Ce qui frappe dans cette hécatombe, ce n'est pas tant le nombre de fermetures que leur nature. Les galeries qui disparaissent ne sont pas des structures fragiles, mais des institutions établies : Altman Siegel à San Francisco (17 ans d'existence), Rena Bransten (50 ans), ou encore la vénérable Marlborough Gallery de Londres, qui a jeté l'éponge après soixante-dix ans d'activité. "Nous assistons à l'effondrement du modèle fordiste de la galerie", analyse le galeriste parisien Kamel Mennour. "Celui où l'on ouvrait un espace de 200 m² dans un quartier branché, où l'on organisait quatre expositions par an avec un vernissage le jeudi soir, et où l'on comptait sur les foires pour 70% de son chiffre d'affaires."
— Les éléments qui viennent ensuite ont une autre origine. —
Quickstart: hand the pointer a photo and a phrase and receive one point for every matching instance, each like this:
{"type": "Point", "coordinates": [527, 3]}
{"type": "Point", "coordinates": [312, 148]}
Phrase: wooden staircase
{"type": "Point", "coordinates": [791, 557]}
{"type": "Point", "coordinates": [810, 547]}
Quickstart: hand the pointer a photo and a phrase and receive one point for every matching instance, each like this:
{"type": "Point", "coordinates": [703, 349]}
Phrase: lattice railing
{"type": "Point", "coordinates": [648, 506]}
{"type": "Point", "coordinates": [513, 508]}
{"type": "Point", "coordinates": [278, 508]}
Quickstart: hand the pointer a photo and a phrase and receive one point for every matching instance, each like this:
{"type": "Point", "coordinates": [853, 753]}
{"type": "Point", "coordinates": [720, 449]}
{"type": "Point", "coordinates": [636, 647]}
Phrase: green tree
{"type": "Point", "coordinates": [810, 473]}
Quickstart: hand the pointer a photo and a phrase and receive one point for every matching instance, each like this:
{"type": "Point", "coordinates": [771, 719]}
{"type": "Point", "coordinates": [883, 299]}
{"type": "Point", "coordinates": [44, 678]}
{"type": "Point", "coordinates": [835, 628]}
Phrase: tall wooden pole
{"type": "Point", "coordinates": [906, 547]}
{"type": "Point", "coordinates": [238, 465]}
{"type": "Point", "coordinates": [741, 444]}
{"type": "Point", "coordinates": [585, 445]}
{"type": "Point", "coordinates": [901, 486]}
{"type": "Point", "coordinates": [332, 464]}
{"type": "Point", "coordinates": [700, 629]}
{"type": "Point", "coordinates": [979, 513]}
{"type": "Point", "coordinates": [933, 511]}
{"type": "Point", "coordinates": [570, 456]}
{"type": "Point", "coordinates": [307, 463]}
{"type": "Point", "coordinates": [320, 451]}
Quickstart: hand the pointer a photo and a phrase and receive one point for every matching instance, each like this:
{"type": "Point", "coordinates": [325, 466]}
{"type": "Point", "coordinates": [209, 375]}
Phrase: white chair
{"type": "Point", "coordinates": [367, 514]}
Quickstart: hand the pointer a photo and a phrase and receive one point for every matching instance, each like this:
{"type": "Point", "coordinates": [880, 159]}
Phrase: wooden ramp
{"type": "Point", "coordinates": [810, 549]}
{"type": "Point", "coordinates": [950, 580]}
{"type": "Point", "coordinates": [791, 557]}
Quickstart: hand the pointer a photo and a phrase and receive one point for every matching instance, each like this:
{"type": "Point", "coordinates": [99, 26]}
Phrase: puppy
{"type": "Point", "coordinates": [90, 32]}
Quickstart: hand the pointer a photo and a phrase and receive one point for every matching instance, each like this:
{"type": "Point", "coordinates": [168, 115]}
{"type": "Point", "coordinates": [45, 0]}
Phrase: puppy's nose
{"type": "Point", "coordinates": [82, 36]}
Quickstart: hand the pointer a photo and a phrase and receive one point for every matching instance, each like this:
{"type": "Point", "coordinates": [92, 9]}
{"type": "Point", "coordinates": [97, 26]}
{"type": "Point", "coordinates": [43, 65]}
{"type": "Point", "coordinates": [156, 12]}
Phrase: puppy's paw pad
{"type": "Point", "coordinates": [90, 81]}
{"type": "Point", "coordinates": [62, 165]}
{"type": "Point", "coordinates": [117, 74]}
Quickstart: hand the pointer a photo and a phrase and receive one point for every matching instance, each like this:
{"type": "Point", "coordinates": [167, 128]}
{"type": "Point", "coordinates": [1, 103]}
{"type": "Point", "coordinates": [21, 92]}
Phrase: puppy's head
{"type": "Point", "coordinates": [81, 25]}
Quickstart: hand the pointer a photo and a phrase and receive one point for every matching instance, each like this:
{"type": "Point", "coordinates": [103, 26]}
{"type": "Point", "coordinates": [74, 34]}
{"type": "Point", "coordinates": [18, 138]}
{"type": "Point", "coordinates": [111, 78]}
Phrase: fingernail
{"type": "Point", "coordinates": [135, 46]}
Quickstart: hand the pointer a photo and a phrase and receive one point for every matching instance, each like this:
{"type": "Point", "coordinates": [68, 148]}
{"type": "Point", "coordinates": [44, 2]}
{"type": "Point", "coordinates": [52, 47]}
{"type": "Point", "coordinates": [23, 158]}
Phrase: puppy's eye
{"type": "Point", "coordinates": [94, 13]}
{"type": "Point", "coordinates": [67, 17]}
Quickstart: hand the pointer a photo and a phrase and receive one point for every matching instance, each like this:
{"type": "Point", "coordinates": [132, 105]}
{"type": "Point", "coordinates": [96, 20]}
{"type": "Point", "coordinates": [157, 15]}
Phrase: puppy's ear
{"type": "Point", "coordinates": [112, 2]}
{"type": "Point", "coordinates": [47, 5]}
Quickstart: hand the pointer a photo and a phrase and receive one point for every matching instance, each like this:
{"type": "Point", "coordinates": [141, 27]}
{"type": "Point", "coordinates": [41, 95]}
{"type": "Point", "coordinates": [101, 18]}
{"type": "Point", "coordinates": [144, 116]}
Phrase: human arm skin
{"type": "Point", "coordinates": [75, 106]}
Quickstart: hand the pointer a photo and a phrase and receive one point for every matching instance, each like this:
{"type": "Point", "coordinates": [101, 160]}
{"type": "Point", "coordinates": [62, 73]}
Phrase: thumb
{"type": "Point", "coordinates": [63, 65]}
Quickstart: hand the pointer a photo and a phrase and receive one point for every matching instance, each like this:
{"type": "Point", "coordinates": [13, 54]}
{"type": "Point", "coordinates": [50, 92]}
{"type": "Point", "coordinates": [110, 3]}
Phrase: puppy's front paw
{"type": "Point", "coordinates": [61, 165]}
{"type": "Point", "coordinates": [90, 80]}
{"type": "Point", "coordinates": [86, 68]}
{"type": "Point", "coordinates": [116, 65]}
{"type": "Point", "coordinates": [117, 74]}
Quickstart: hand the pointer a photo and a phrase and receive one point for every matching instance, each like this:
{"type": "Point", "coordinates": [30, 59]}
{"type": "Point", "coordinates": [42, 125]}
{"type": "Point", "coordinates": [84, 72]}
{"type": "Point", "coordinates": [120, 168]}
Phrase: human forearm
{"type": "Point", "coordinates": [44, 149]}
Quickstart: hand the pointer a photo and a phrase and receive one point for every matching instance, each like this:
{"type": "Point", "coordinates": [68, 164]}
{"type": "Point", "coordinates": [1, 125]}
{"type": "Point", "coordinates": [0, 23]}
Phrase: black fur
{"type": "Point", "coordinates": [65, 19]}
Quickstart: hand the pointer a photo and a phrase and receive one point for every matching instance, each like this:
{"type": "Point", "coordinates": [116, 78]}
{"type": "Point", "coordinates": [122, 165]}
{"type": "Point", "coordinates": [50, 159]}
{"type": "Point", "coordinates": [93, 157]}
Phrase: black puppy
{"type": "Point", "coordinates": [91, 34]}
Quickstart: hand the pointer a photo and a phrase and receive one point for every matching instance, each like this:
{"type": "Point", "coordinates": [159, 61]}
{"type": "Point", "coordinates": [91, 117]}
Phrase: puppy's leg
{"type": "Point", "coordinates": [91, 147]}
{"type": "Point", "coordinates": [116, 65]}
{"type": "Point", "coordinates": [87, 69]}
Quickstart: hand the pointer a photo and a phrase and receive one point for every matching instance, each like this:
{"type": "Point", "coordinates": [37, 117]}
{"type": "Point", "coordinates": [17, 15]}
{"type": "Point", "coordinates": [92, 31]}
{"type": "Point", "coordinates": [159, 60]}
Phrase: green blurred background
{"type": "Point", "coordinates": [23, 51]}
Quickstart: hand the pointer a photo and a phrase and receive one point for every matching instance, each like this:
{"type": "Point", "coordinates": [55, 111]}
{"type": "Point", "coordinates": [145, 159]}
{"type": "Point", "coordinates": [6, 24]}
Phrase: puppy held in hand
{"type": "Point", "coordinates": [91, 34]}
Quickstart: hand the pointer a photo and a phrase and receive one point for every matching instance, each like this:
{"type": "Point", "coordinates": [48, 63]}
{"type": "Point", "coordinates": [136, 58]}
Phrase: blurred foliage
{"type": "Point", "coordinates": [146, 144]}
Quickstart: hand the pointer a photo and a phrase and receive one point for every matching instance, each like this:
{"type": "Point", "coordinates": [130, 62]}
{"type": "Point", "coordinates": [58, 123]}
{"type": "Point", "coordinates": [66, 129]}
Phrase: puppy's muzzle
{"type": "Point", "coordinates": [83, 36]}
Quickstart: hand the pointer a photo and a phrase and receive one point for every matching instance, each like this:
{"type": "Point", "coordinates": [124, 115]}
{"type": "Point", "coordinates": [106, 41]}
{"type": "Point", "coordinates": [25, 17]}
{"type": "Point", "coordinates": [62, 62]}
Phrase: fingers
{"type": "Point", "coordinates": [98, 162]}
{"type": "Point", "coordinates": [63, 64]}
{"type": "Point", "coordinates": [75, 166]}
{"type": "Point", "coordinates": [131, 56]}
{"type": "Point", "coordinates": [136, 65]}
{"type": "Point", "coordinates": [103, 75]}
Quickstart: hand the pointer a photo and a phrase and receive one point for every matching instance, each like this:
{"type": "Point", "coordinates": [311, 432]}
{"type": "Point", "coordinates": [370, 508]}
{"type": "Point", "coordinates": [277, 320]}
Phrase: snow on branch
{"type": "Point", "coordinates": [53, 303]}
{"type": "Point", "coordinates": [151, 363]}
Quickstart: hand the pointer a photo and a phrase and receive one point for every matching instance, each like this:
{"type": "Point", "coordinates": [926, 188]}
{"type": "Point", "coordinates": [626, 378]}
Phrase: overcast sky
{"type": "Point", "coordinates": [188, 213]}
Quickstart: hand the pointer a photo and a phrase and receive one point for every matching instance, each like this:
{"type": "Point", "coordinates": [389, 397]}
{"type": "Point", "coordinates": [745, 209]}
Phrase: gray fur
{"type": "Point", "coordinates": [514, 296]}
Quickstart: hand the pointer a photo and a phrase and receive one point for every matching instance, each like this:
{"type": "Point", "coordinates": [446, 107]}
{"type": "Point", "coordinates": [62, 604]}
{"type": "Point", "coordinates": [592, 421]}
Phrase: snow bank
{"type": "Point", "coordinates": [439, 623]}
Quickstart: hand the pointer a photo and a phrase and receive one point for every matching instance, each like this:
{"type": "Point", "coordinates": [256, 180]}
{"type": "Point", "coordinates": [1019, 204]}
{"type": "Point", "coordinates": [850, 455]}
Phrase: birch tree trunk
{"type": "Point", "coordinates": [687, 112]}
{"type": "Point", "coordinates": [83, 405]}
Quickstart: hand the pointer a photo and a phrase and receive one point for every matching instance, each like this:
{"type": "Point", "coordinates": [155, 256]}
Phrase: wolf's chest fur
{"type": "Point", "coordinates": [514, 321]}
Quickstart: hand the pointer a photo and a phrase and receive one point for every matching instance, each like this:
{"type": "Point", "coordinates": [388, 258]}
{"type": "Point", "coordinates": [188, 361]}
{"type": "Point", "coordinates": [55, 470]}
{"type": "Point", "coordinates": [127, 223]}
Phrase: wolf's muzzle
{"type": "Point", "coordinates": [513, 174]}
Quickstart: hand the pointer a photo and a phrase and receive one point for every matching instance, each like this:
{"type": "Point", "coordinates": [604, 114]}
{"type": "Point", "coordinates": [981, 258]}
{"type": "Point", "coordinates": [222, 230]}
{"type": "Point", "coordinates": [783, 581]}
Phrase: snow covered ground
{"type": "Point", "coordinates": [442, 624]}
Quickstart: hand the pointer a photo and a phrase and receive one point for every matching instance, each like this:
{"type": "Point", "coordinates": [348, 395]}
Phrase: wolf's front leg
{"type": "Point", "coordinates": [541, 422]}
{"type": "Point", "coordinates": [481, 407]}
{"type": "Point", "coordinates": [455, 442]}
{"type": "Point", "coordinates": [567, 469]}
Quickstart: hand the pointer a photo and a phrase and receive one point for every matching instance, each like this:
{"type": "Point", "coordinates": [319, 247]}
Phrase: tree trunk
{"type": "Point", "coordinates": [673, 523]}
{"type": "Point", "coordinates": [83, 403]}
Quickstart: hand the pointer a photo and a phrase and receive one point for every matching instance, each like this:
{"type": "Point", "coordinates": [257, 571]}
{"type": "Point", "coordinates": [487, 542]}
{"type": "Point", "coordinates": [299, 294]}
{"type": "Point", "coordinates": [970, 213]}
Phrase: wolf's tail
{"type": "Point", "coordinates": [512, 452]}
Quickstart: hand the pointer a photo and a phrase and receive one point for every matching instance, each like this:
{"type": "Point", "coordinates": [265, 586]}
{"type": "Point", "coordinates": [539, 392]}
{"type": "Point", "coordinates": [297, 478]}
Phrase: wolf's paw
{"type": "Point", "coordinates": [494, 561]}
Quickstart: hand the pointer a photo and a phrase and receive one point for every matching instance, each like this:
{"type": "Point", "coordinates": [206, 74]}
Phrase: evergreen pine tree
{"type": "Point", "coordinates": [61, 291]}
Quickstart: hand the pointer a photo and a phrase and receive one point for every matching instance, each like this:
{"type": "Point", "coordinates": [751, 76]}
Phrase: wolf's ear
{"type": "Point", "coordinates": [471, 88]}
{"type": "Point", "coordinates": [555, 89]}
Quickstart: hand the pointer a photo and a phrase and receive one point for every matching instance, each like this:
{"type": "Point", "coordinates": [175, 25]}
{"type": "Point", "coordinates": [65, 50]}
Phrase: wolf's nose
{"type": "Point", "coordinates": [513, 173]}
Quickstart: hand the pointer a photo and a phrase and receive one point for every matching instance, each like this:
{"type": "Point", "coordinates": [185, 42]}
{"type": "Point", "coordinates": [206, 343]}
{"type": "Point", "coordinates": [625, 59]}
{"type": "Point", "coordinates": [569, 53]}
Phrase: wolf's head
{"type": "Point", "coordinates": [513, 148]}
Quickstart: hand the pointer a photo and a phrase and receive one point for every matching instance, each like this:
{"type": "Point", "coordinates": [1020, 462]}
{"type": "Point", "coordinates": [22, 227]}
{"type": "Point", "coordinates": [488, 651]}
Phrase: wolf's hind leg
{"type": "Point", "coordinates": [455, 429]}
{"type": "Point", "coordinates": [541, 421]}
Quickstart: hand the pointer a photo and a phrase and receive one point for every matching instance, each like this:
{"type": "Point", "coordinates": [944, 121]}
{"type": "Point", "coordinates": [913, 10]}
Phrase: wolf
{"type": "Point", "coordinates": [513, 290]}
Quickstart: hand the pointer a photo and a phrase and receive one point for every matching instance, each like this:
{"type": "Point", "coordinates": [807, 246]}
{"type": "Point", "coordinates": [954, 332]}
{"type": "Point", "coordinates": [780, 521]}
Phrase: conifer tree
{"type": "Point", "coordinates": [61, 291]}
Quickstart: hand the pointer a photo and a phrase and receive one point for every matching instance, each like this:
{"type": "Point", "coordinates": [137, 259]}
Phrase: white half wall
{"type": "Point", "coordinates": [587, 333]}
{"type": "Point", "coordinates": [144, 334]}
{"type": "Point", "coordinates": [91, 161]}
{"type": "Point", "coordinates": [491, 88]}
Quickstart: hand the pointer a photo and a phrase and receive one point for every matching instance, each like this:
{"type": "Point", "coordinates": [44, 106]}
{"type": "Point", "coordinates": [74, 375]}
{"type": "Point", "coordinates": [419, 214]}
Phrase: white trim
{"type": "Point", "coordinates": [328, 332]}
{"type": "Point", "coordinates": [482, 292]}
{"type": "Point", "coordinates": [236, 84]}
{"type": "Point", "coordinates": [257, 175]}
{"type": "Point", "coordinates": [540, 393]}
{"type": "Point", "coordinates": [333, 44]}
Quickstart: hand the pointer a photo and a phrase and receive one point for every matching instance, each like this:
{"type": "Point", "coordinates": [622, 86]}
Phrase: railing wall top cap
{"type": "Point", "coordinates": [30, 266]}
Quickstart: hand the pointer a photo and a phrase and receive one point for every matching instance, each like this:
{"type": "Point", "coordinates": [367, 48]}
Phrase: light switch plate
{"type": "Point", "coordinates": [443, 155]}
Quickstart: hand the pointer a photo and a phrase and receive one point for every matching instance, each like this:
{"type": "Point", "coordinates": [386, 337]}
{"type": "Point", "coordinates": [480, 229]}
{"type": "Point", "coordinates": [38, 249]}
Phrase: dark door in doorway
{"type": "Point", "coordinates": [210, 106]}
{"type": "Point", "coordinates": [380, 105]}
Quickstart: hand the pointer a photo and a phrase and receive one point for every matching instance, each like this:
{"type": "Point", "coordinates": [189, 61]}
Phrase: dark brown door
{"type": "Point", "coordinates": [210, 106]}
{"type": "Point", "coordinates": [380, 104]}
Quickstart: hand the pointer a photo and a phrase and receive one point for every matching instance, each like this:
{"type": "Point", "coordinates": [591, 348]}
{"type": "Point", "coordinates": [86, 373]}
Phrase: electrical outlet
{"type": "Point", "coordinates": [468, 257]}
02Les trois cavaliers de l'apocalypse
Trois facteurs principaux expliquent cette vague de fermetures :
L'effet ciseau des coûts : Entre 2015 et 2024, les loyers des espaces commerciaux à Paris, Londres et New York ont augmenté de 87% en moyenne, tandis que les prix de l'art contemporain stagnaient (+3% par an sur la même période). À Chelsea, le mètre carré est passé de 800 à 1 450 dollars entre 2010 et 2023. "Nous dépensions 45 000 dollars par mois rien que pour le loyer", confie un ancien directeur de galerie new-yorkaise. "Et encore, c'était un prix d'ami. Aujourd'hui, le même espace coûte 68 000 dollars.". La désintermédiation : Les collectionneurs n'ont plus besoin des galeries pour découvrir des artistes. En 2024, 62% des acheteurs d'art contemporain ont utilisé au moins une plateforme en ligne pour leurs acquisitions (les plateformes en ligne spécialisées, Artland, ou les sites des maisons de ventes). Les foires, autrefois incontournables, voient leur fréquentation baisser (-18% pour Art Basel Miami en 2023). "Les gens viennent encore, mais ils achètent moins", explique un galeriste de la FIAC. "Ils font du repérage, prennent des photos, puis commandent sur les plateformes en ligne spécialisées une fois rentrés chez eux.". Le changement de paradigme des collectionneurs : Les millennials et la génération Z, qui représentent désormais 46% des acheteurs d'art contemporain, ne collectionnent pas comme leurs aînés. Ils veulent des expériences, pas des objets. "Ils préfèrent dépenser 50 000 euros pour une œuvre numérique de Refik Anadol que 20 000 euros pour un tableau de Gerhard Richter", observe un conseiller en art basé à Hong Kong. "Pour eux, l'art doit être instagrammable, immersif, et porteur de sens.".
03Les survivantes : anatomie d'une résilience
Face à cette crise, certaines galeries ont su s'adapter. Leur secret ? Une combinaison de pragmatisme économique et d'audace stratégique.
Le modèle hybride : La galerie David Zwirner a ouvert en 2023 un espace de 1 500 m² à Paris... et fermé deux ans plus tard. Mais contrairement à beaucoup, Zwirner n'a pas disparu. Il a recentré son activité sur ses plateformes en ligne, qui représentent désormais 38% de son chiffre d'affaires. "Nous vendons plus d'œuvres via notre site que dans nos espaces physiques", révèle un directeur de la galerie. "Le white cube est devenu un showroom, pas un lieu de vente."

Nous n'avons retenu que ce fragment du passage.